DRAM業界では、韓国の大手2社も大増産計画を打ち出したばかりでヒートアップ状態だ。こうした中、マイクロンの新たな生産施設の起工式に参加した赤澤亮正経済産業大臣は、「国内にAI向け半導体のサプライチェーンを完成させたい」と、半導体企業への支援を継続する意向を示した。
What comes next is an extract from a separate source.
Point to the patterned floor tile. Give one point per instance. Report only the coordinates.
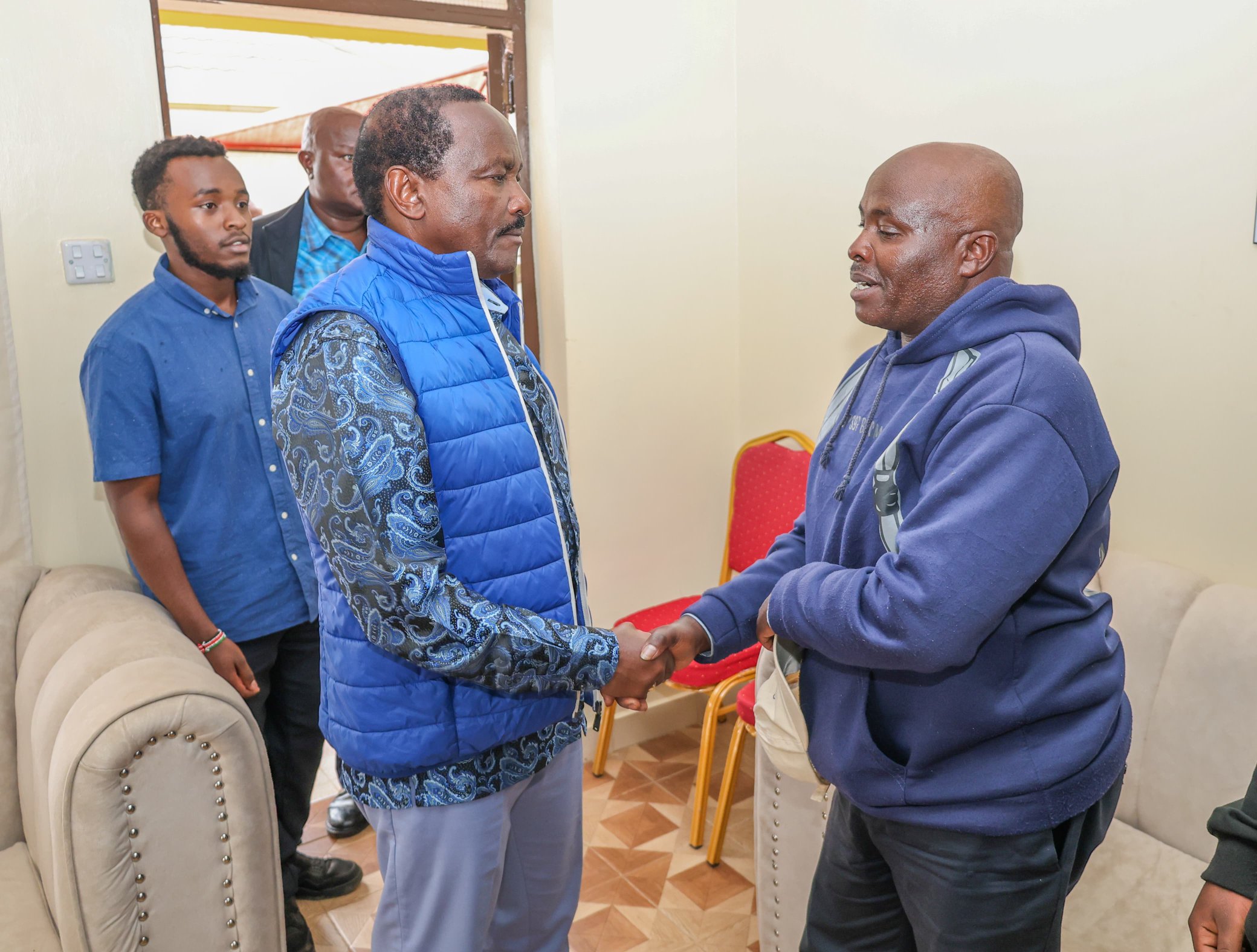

  • 新クリーンルームの外観写真。完成予想図であり、今後変更される可能性がある 画像提供:マイクロンテクノロジー

    新クリーンルームの外観写真。完成予想図であり、今後変更される可能性がある 画像提供:マイクロンテクノロジー

メロートラCEO「マイクロン初のHBM生産を行う広島は重要拠点」

マイクロンが新設する生産施設は段階的に建設され、第一期工事面積は約2万8,000平方メートルで、2028年後半にはEUV露光機などの設備搬入をはじめる。経産省はマイクロンに最大5,360億円の助成を行うが、これまでの設備投資と研究開発に関する2回の助成を合わせれば、約7,700億円にのぼる。

同日行われた起工式には、サンジェイ・メロートラマイクロン社長兼 CEOや赤澤亮正経済産業大臣のほか、岸田文雄元首相、ソフトバンクグループの孫正義会長兼社長ら約300人が参席した。メロートラ社長は、「日本初のEUVリソグラフィを使った量産、マイクロン初のHBM生産を行うなど、広島は重要拠点。研究と生産が同じところにあるのが大きな強みになっている」と、あいさつした。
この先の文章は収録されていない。